As language is subject to continuous change, the computational analysis of digital heritage should attune models and methods to the specific historical contexts in which these texts emerged. This paper aims to facilitate the “historicization” of Natural Language Processing (NLP) methods by releasing various language models trained on a 19th-century book collection. These models can support research in digital and computational humanities, history, computational linguistics and the cultural heritage or GLAM sector (galleries, libraries, archives, and museums). To accommodate different research needs, we release a wide variety of models, from word type embeddings (word2vec and fastText) to more recent language models that produce context-dependent word or string embeddings (BERT and Flair, respectively). Word type embeddings generate a single vector for a token, regardless of the textual context in which the token appears. On the other hand, “contextual” models generate a distinct token embedding according to the textual context at inference time.

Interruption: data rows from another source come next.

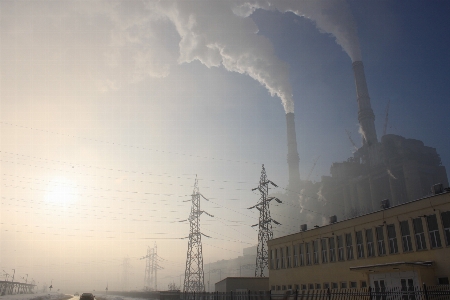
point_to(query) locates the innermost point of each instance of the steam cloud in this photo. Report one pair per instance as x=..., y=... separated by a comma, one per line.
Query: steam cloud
x=220, y=33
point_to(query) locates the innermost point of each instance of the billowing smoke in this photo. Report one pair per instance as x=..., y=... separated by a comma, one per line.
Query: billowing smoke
x=330, y=16
x=219, y=33
x=212, y=33
x=215, y=33
x=392, y=175
x=320, y=197
x=362, y=133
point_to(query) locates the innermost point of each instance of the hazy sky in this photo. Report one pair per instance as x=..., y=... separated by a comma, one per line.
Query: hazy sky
x=109, y=109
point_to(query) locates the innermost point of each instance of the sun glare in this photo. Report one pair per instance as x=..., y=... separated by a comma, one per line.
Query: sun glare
x=61, y=191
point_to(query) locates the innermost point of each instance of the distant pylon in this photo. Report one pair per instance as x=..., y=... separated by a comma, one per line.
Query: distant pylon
x=265, y=223
x=125, y=271
x=151, y=269
x=194, y=276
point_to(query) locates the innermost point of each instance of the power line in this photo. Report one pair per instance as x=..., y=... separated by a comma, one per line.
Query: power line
x=265, y=223
x=194, y=276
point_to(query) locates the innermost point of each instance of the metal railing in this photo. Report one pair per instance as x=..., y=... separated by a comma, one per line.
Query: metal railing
x=438, y=292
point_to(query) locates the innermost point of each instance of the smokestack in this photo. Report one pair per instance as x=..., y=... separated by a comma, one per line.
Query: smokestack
x=365, y=113
x=292, y=157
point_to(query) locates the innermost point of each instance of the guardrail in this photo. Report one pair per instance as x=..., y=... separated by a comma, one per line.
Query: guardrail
x=438, y=292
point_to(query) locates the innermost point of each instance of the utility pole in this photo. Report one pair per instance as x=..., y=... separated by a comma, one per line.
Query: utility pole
x=265, y=223
x=151, y=268
x=125, y=271
x=194, y=280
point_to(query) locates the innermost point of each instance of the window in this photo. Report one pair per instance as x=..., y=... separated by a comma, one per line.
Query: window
x=288, y=258
x=380, y=240
x=324, y=250
x=446, y=223
x=418, y=234
x=308, y=254
x=433, y=230
x=370, y=245
x=406, y=237
x=332, y=249
x=349, y=244
x=443, y=280
x=302, y=255
x=316, y=251
x=393, y=248
x=277, y=260
x=295, y=249
x=340, y=243
x=359, y=244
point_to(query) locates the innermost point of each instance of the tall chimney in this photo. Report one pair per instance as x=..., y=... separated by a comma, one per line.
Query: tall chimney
x=292, y=157
x=365, y=113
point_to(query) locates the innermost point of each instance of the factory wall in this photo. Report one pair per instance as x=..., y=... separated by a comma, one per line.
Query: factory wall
x=410, y=241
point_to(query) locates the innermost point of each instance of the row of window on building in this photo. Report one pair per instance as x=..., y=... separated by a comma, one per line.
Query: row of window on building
x=319, y=286
x=340, y=247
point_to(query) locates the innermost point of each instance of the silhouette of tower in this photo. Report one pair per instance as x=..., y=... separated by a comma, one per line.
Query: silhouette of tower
x=151, y=269
x=194, y=275
x=265, y=223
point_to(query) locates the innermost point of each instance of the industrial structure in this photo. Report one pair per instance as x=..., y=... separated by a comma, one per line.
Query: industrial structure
x=402, y=246
x=395, y=168
x=194, y=280
x=265, y=222
x=151, y=269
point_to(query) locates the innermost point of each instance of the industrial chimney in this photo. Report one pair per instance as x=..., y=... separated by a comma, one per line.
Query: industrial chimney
x=292, y=157
x=365, y=113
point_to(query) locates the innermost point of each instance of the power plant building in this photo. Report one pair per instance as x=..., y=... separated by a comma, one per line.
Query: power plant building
x=395, y=168
x=402, y=246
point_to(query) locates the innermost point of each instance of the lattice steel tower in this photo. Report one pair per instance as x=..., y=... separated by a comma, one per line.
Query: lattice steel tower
x=265, y=223
x=151, y=269
x=194, y=275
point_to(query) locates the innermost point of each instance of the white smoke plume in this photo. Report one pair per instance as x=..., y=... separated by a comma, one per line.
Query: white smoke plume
x=331, y=16
x=136, y=43
x=219, y=33
x=362, y=133
x=212, y=33
x=320, y=197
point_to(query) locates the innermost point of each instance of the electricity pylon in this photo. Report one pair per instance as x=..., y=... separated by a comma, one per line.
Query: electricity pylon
x=194, y=280
x=125, y=271
x=151, y=269
x=265, y=223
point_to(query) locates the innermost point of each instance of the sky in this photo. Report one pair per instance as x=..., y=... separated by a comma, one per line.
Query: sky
x=109, y=111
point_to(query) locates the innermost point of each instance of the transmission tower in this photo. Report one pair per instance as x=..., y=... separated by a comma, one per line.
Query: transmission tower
x=125, y=270
x=265, y=223
x=151, y=268
x=194, y=276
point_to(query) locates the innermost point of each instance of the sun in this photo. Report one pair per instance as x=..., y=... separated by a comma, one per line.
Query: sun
x=62, y=191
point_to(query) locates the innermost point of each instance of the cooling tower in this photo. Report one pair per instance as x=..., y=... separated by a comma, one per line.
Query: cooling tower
x=292, y=157
x=365, y=113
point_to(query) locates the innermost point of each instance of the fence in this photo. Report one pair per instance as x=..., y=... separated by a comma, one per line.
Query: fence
x=439, y=292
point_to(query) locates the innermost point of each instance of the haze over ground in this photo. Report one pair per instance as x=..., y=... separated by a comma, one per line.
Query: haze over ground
x=106, y=120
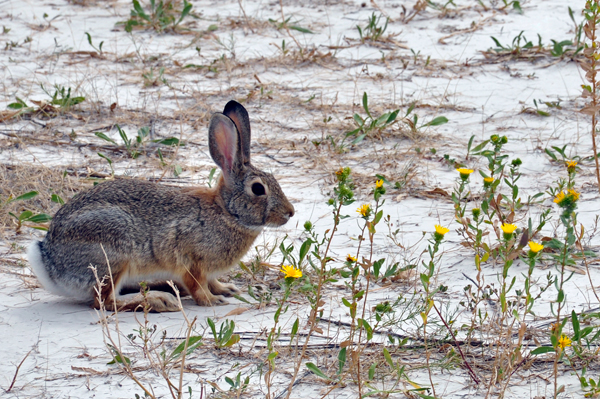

Repository location The dataset is available on Zenodo at http://doi.org/10.5281/zenodo.4782245.
Context This work was produced as part of Living with Machines (LwM),1 an interdisciplinary project focused on the lived experience of Britain’s industrialization during the long 19th century. The language models presented here have been used in several research projects, to assess the impact of optical character recognition (OCR) on NLP tasks (van Strien et al., 2020), to detect atypical animacy (Coll Ardanuy et al., 2020), and for targeted sense disambiguation (Beelen et al., 2021).
2.1 Original corpus
The original collection consists of ≈48K digitized books in English, made openly available by the British Library in partnership with Microsoft, henceforth Microsoft British Library Corpus (MBL). The digitized books are available as JSON files from the British Library web page.2 Figure 1 gives an overview of the number of books by publication date. The bulk of the material is dated between 1800 and 1900, with the number of documents steeply rising at the end of the 19th century. Since all copyrights are cleared and the data are in the public domain, they have already become a popular resource for (digital) historians and literary scholars.3 However, one notable issue with this collection (when used for historical research) is the somewhat opaque selection process of books: while the data provides decent coverage over the 19th century, the exact criteria for inclusion remain unclear and future work might profitably consider assessing the characteristics of this collection in more detail (e.g. Pechenick, Danforth, and Dodds (2015)).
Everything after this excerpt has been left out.